Eine zentrale Funktion übernimmt eine Akkreditierungsstelle, die die Konformitätsbewertung vornimmt und diese auch attestiert. Die Grundstruktur von Akkreditierungssystemen gliedert sich allgemein in drei Phasen: Erfassen, Bewerten, Validieren bzw. Akkreditieren. Bezogen auf die Anerkennung von Lernleistungen einer Person heißt das: In einem ersten Schritt müssen die bereits vorhandenen Lernleistungen bewusst gemacht und in einem zweiten Schritt erfasst, eingeordnet und dokumentiert werden (→ Kompetenzerfassung; → Kompetenzmessung). Diese Teilprozesse dienen der Erfassung der vorhandenen Ressourcen und kann über Portfolios, Lerntagebücher, Assessments, Curricula u. a. erfolgen. Im Rahmen der Bewertung werden in einem nächsten Schritt die vorhandenen Lernleistungen mit den Anforderungen des jeweiligen Validierungsstandards abgeglichen. Diese Bewertung kann sich mittels verschiedener Evaluationsinstrumente (→ Evaluation) intern (z. B. durch die Akkreditierungsstelle), aber auch extern (z. B. durch Evaluatorinnen und Evaluatoren) vollziehen und führt zur Bilanzierung der vorhandenen Kompetenzen (→ Kompetenzbilanzierung). Der letzte Schritt des Validierens bzw. Akkreditierens dient der Anerkennung, Beglaubigung und Bestätigung der Kompetenzen und kann über verschiedene formale Dokumente wie Zeugnisse, Abschlüsse und Ausweise erfolgen. Üblicherweise wird dieser Vorgang von offiziellen Stellen vorgenommen und als „Zertifizierung“ bezeichnet (→ Zertifikate – Abschlüsse). Der Abschluss dieses Teilprozesses kann jedoch auch weniger formal erfolgen, bspw. als Portfolio, Bestätigung oder Nachweis.

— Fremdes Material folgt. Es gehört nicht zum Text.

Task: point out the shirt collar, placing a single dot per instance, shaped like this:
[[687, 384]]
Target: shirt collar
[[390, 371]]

Im Kern fokussieren alle Akkreditierungsverfahren, die auf die Anerkennung persönlicher Lernleistungen abzielen, auf die Erfassung und Validierung von → Kompetenzen. „Kompetenz“ wird in diesem Zusammenhang als ein moderner Schlüsselbegriff und zentrales Ziel von Bildungsprozessen gesehen. Bei aller Unterschiedlichkeit der Definitionen geht es bei „Kompetenz“ immer um eine dynamische Fähigkeit zur Bewältigung komplexer Anforderungen in spezifischen Situationen. Selbstständiges und v. a. antizipatives Handeln in bisher unbekannten Situationen nehmen dabei eine bedeutende Rolle ein. Auch „Outcome“ ist in diesem Zusammenhang ein weiterer wichtiger Begriff. Damit sind – kurz gesagt – die Lernergebnisse gemeint, also das, was → Lernende nach dem Abschluss eines Lernprozesses wissen, verstehen oder tun können.
Literatur
Gruber, E. (2018). Kompetenzanerkennung und -zertifizierung für in der Erwachsenenbildung/Weiterbildung Tätige. In R. Tippelt & A. von Hippel (Hrsg.), Handbuch Erwachsenenbildung/Weiterbildung (Reihe Springer Reference Sozialwissenschaften, 6., überarb. u. akt. Aufl., Bd. 2, S. 1089–1108). Wiesbaden: Springer VS.
Schläfli, A. (1998). Akkreditierung von Kompetenzen. Internationale Vergleichbarkeit möglich? Bonn: DIE.
The European Centre for the Development of Vocational Training (Cedefop). (2011). Glossary. Quality in education and training. Luxembourg (LU): Publications Office of the EU.